To make the compound easier for the intestine to absorb, it is bound to amino acids. Previous studies have shown how this helps make iron compounds more absorbable.
“Nestlé Research tested the compound’s stability and effect on taste, colour and odour. Then we at Chalmers examined the iron uptake in human intestinal cells exposed to the bouillon fortified with different variants of the Fe-PA compound,” says Ann-Sofie Sandberg.
The iron compound was bound to corn protein hydrolysate
The result turned out to be very positive. In addition to exposing the intestinal cells to the bouillon where the iron compound is bound to different amino acids, researchers from Nestlé also prepared variants where the amino acids were replaced by hydrolysed protein of corn and soy.
The advantage of these proteins is that they cost less to produce. In addition, corn protein is not associated with allergies, so it particularly suitable for use in food.
“When we compared the rate of iron uptake with the new compound against that of ferrous sulfate, we could see that the iron was well taken up in the intestinal cells exposed to all the different varieties of fortified bouillone. Ferrous sulfate is very readily absorbed, but is unsuitable in food because of its high reactivity,” says Nathalie Scheers, Associate Professor of Molecular Metal Nutrition, who has led the development of the co-culture cell model for studying iron uptake and its regulation.

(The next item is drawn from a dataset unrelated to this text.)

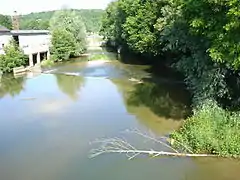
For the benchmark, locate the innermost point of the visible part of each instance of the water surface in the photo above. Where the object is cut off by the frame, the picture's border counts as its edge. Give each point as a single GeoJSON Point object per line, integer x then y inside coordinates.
{"type": "Point", "coordinates": [48, 121]}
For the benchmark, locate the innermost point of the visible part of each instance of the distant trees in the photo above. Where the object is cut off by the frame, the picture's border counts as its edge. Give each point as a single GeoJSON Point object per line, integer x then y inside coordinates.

In the parallel published human study from Nestlé Research in Lausanne and ETH Zurich, it has been shown that the iron absorption from the fortified bouillon with the hydrolysed corn protein compound was twice the rate compared to ferric pyrophosphate, which is often used today for iron fortification of foods outside Europe. When the new compound was tested in foods containing iron absorption inhibitors, such as corn porridge, the absorption was five times as high compared to ferric pyrophosphate.
"Great interest to reduce human suffering"
The hope is that the new iron compound could be used in bouillons and seasonings in low-income countries to reduce the incidence of iron deficiency – and thereby the rate of disease and mortality, especially in women and children.
“Unless side effects which we have not yet foreseen arise, we are hopeful that food fortified with this new ferric phytate compound could be of great interest in helping to reduce human suffering worldwide. But further research is needed here,” says Ann-Sofie Sandberg.
Text: Susanne Nilsson Lindh
Illustration: Yen Strandqvist
More about the research:
- In the Chalmers-developed cellular co-culture model for iron uptake, the human intestinal cells were exposed to bouillon enriched with the compounds Fe-PA-Histidine-Glutamine (Fe-PA-Hist-Gln) and Fe-PA-Histidine-Glycine (Fe-PA-Hist-Gly), but also compounds where the amino acids are replaced by hydrolysed soy protein (Fe-PA-HSP) and corn (Fe-PA-HCP).
- The iron uptake was measured indirectly with the marker ferritin and was compared to the uptake of ferrous sulfate.